Yazılarında kendisine hep 'orta yaşlı öğretmen' derdi.Ta ki bir gün yalnız kalıp kendi kendine "orta yaşı geçmişim" galiba diyene kadar.Evet hayat durmuyordu.Sürekli akıp geçiyordu.Şöyle bir eski günleri hatırladı.O zamanlar okulun en genç öğretmeniydi.Sene başlarında öğretmen fazlalığı olduğunda en gençleri başka okullara gönderiyorlardı.O dönemde okulun en genç öğretmeni olduğu için sene başlarında hep başka okullara gönderilme korkusunu yaşardı.

Şimdiye tekrar döndü.Evet artık orta yaşın ilerisine doğru gidiyordu.Eskiden beri Kur'an üzerinde düşünmeyi çok severdi.Kur'an'la geçen zamanlar onu dinlendiriyordu.Yıllar öncesinden bildiği ve anlamını defalarca anlattığı ayetleri okudukça sanki yeni duyuyormuş gibi hissediyordu kendisini.

Hep şunu tekrar ederdi.İnsanın 2 doğum günü vardır.

1-Doğduğu gün,

2-Niçin doğduğunu anladığı gün.

Ve asıl kutlanması gereken doğum günü,"niçin doğduğunu anladığı gün olmalıdır" derdi.

Kur'an ayetlerine de öyle bakıyordu.

1-Ayetleri okuduğu gün,

2-Okuduğu Ayetleri anladığı gün.

İşte şimdi o günleri yaşıyordu.Yani okuduğu ayetleri anlamaya çalışıyordu.

Her yaşın farklı psikolojik halleri vardır.Kendisi orta yaşın biraz daha ilerisine geçtiği için daha bir hassaslaşmıştı.Bu hassaslaşma onu Tin suresinin ayetlerini tekrar anlamaya itmişti.

"Biz, gerçekten insanı en güzel bir biçimde yarattık. Sonra onu, aşağıların aşağısına indirdik."(Tin,4-5).

Kendisi,Kur'an ayetlerini şöyle anlamaya çalışıyordu:

1-Kur'an ne diyor,

2-Kur'an ne demek istiyor.

Bu ayetlerde de Rabbimiz insanın genel durumunu anlatıyor.

Yani Kur'an ayetlerinin anlattığı bir konu var ve de verdiği bir mesaj vardır.

1-Mükemmel yaratılan İnsanın yaptığı kötü ameller sonucu Cehenneme gideceği,

2-Bütün güzel şeylerin bir gün eskiyeceği ve elden gideceği.

Gençlik,sağlık,mal,mülk,mevki makam v.b her güzel şey bir gün bitecek ve elden gidecek.

Orta yaşın ilerisine geçen öğretmen, Tin suresinde ki bu ayetleri anlamaya başladığından beri her şeye hüzünleniyor,duygulanıyordu.

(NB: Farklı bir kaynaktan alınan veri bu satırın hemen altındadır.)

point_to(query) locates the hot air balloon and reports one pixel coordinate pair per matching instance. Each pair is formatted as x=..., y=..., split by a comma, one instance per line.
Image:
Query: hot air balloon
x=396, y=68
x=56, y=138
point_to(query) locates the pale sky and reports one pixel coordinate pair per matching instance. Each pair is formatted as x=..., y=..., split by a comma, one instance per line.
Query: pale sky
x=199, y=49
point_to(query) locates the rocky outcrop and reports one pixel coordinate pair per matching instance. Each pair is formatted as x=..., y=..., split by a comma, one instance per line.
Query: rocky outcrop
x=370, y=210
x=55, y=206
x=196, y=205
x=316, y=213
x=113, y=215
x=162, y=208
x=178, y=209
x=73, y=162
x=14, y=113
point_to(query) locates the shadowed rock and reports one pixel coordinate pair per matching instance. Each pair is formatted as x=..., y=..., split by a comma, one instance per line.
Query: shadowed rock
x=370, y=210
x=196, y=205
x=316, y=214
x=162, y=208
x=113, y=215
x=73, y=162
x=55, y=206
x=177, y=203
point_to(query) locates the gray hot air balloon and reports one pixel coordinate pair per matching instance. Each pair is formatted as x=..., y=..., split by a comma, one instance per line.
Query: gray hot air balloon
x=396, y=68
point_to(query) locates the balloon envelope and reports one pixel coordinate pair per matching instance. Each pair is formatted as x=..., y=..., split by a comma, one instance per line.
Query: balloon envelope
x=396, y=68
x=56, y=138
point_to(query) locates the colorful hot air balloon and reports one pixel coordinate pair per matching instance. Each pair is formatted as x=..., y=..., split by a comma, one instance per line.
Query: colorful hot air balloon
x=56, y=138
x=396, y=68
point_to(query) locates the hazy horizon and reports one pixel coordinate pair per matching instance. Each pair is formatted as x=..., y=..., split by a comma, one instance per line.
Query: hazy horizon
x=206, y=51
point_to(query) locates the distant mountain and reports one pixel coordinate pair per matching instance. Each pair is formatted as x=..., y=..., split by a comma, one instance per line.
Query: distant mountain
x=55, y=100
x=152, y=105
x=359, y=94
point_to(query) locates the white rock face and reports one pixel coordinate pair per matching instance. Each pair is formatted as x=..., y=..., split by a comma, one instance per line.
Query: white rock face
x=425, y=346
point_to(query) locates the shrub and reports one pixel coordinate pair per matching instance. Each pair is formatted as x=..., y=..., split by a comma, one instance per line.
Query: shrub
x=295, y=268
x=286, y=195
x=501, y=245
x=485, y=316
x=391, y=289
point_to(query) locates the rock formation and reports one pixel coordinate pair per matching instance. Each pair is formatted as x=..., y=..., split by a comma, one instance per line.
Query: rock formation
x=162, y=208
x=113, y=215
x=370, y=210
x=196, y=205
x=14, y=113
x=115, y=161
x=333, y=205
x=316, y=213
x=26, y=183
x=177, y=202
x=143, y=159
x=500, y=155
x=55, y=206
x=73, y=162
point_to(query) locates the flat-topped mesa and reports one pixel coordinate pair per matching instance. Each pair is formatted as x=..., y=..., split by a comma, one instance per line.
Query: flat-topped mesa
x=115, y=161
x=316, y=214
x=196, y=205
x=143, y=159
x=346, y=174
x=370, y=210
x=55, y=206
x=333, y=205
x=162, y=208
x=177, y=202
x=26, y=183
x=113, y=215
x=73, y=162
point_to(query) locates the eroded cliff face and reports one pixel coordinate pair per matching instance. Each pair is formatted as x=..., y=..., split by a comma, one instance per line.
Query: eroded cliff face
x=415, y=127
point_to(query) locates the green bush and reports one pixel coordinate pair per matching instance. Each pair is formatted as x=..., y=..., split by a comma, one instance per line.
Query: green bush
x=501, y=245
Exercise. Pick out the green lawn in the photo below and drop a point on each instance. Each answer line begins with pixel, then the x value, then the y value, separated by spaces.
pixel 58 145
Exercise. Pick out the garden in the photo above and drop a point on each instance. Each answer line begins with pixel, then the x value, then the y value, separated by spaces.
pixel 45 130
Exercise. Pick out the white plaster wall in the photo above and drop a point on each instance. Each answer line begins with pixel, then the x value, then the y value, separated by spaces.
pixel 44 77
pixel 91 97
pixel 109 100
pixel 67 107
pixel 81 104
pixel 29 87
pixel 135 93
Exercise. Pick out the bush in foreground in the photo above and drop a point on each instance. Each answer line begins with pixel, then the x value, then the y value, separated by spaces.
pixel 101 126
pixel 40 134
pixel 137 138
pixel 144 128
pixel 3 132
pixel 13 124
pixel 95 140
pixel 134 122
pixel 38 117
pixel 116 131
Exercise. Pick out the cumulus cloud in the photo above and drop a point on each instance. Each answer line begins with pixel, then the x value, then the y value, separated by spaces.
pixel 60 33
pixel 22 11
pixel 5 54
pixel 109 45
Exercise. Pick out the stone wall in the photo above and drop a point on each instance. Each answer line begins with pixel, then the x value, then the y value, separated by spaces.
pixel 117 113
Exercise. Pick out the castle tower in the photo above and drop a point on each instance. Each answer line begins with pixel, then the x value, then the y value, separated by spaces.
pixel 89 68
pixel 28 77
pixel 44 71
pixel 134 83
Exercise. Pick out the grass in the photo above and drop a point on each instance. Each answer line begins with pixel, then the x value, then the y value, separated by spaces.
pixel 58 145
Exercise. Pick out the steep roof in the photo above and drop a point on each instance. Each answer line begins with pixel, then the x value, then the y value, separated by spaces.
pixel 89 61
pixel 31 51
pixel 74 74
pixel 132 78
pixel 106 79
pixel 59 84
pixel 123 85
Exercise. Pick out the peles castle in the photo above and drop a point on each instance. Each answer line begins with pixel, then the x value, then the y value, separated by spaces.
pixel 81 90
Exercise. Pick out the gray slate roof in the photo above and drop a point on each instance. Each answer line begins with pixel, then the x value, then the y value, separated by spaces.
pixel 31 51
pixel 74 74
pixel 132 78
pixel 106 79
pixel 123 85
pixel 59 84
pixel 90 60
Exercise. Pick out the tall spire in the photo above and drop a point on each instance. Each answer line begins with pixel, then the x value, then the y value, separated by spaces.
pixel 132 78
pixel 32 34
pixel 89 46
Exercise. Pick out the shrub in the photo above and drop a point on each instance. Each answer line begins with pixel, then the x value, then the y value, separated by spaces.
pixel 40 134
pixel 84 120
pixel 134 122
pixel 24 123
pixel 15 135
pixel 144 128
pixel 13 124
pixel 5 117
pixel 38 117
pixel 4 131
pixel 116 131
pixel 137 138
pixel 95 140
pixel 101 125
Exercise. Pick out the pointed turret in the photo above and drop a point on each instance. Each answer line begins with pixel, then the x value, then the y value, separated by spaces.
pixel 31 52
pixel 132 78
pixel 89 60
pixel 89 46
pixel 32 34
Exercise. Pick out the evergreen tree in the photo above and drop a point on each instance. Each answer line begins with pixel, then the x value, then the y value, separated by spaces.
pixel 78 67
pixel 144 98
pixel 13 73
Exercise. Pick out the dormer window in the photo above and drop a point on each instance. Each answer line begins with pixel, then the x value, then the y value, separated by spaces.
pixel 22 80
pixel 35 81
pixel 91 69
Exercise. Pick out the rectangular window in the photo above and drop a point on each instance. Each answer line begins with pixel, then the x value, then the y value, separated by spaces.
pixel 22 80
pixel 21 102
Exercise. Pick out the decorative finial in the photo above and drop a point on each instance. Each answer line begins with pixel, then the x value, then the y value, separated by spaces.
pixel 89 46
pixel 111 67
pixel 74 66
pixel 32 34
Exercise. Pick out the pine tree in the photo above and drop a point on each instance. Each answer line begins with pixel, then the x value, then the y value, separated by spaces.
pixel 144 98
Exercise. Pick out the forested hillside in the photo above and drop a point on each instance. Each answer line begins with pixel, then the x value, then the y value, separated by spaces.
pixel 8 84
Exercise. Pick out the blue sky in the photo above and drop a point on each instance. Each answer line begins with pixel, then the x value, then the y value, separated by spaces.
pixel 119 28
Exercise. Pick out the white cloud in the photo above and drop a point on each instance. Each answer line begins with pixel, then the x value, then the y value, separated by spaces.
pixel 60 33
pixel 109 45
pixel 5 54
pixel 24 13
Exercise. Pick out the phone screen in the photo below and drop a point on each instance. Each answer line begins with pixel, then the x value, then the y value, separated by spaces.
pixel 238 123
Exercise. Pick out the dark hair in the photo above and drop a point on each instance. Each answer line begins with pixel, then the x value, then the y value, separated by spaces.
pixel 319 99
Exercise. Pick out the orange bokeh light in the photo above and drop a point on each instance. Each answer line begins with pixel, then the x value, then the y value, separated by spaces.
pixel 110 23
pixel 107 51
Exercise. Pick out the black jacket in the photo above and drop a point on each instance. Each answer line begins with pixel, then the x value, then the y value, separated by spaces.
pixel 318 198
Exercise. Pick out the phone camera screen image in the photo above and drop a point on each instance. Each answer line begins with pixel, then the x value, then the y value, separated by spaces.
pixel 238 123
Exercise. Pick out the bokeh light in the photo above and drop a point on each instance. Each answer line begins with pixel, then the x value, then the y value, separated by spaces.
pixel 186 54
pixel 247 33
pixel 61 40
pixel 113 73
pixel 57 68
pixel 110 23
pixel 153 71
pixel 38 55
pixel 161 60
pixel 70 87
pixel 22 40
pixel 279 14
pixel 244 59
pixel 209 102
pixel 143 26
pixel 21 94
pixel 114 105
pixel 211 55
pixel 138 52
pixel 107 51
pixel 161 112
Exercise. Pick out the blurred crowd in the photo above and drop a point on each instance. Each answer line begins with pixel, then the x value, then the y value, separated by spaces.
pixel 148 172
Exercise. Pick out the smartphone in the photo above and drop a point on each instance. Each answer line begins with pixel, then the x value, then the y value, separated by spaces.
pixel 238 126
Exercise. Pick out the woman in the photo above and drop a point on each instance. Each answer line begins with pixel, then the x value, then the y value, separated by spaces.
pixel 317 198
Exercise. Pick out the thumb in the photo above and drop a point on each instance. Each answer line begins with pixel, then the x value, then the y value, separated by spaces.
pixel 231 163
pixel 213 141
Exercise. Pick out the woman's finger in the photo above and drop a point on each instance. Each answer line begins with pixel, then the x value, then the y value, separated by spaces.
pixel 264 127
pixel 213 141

Yanından geçtiği eski evlerin ilk halini (Ahseni Takvim) düşünüyor ve aradan geçen uzun yıllar o güzelim evleri yıkık hale (Esfeli safiline) getirmiş olduğuna hüzünleniyordu

Yıllar öncesinden tanıdığı fidan gibi genç (Ahseni Takvim) insanların bugün ne hale geldiğini (Esfeli safilin) gözünün önüne getirmeye çalışırken yine hüzünleniyor ve duygulanıyordu

Bütün bunları düşünüp hüzünlenirken birden kendisini toparladı ve "Bunlar benim yeni keşfettiğim şeyler değil ki.Zaten Kur'an haber veriyor.Oturup ağlamanın,sızlamanın faydası yok ki.Ve hemen ayetin devamını okudu." Ancak, iman edip salih ameller işleyenler başka. Onlar için devamlı bir mükafat vardır."(Tin,6).

O halde dertlenmenin bir anlamı yok.Rabbimiz zaten her şeyi açıklamış.Sen kendini bunları yeni keşfetmiş gibi görme.Sana düşen "Salih ameller işleyip" "devamlı mükafata" ulaşmaktır.Çünkü o devamlı mükafat yerinde (Cennette) hüzünlenmek,eskimek kısacası "Esfeli safilin" olmayacaktır.

Ve tekrar o ayetleri okudu.Sonra şöyle diyerek rahatladı:

"Büyük olan Allah söyledi ve doğru söyledi".